In this article, we discuss the 5 stocks receiving downgrades from analysts. If you want to see more such stocks on the list, go directly to Analysts Are Downgrading These 10 Stocks.
05. Citizens Financial Group, Inc. (NYSE:CFG)
Number of Hedge Fund Holders: 45
Citizens Financial Group, Inc. (NYSE:CFG) reported lower-than-expected earnings in the first quarter due to a decline in deposits and higher provisions for bad loans. The bank also lowered its outlook for net interest income, a measure of earnings from lending, from 11% to 14% forecasted in January to a range of 5% to 7% for the year.
Citizens Financial Group, Inc. (NYSE:CFG) has been downgraded by BofA from Buy to Neutral on April 20, with a new price target of $33, down from $37, due to the company’s updated FY23 NII guidance, which failed to meet expectations. The firm does not expect the stock to sustain outperformance, despite any potential support from valuation, and believes better risk/reward opportunities are available elsewhere in the group, according to the analyst’s note to investors.

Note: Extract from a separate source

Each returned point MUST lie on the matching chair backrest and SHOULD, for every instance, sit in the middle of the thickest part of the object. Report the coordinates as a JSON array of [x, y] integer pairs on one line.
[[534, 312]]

04. Bath & Body Works, Inc. (NYSE:BBWI)
Number of Hedge Fund Holders: 46
Bath & Body Works, Inc. (NYSE:BBWI) revealed its fiscal fourth-quarter 2022 financial results on February 23, 2023, which came in higher than the Wall Street consensus with earnings per share of $1.86 compared to the expected $1.63. Despite exceeding expectations in earnings, Bath & Body Works, Inc. (NYSE:BBWI) experienced a 5% decline in revenue during the fourth quarter, generating $2.889 billion compared to $3.027 billion in the previous year. To improve its operating efficiency, Bath & Body Works, Inc. (NYSE:BBWI) announced an enterprise-wide plan to decrease expenses and cut costs. The company aims to achieve $200 million in annual cost savings, with over 50% of those savings expected to impact the second half of 2023. This initiative is a promising step towards improving the company’s financial health and growth prospects.

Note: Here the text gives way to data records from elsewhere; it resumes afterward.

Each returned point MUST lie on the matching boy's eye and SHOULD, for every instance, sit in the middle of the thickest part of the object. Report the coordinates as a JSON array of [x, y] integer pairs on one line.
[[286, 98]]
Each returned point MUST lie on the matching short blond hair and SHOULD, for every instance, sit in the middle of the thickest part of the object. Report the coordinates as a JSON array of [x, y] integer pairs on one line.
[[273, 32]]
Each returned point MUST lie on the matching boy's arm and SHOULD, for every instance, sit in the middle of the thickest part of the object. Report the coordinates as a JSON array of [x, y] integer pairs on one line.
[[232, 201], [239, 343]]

In a research note to investors issued on April 20, Piper Sandler analyst Korinne Wolfmeyer downgraded Bath & Body Works, Inc. (NYSE:BBWI) from Overweight to Neutral, with a new price target of $37, down from $48. The company’s results are likely to align with management’s guidance from the fiscal Q4 earnings call due to ongoing margin pressures, according to the analyst. Despite the stock’s relatively low valuation, current estimates are deemed to be overly optimistic, leaving little potential for share price growth from current levels, says the firm.
03. Sea Limited (NYSE:SE)
Number of Hedge Fund Holders: 48
Sea Limited (NYSE:SE) was downgraded to Neutral from Buy by UBS analyst Navin Killa on April 20, who lowered the price target from $105 to $92. Killa believes that competition in the e-commerce industry is growing, and there is no clear sign of a gaming recovery. Furthermore, despite facing competition headwinds and experiencing slower near-term growth, Sea Limited (NYSE:SE) is trading at a premium valuation to its peers, making it less attractive as an investment, according to the analyst’s research note.
02. The Charles Schwab Corporation (NYSE:SCHW)
Number of Hedge Fund Holders: 74
On April 20, a financial analyst from Redburn downgraded The Charles Schwab Corporation (NYSE:SCHW) from Neutral to Sell. As of Thursday, Charles Schwab’s stock price closed at $54.01, having decreased by 1.26% in the last month and 24.18% in the last year. According to Investing Pro, The Charles Schwab Corporation (NYSE:SCHW) fair value is $79.85, which represents a potential upside of 44%. However, the fair value comes with a medium degree of uncertainty, as per InvestingPro.
01. Tesla, Inc. (NASDAQ:TSLA)
Number of Hedge Fund Holders: 91
On April 20, Tudor Pickering analyst Matt Portillo downgraded Tesla, Inc. (NASDAQ:TSLA) to Sell from Hold. Tudor Pickering analyst Matt Portillo believes that Tesla’s focus on boosting sales at the expense of profits could jeopardize its higher stock-market valuation. The downgrading of stock from hold to sell is the first such downgrade since mid-January.
On April 21, following the downgrade, Tesla, Inc. (NASDAQ:TSLA) shares saw a steep decline of 9.75%, reaching lows not seen since January, as the electric vehicle (EV) manufacturer’s gross margins dipped below 20% for the first time in nearly three years. Wall Street analysts responded to the earnings report that showcased a drop in profits from $3.3 billion to $2.5 billion, resulting in numerous estimate cuts amid mounting concerns over margin pressure. The pressure has been attributed to Tesla’s decision to slash prices six times this year, with two cuts being implemented this month, in a bid to stimulate demand for its EVs.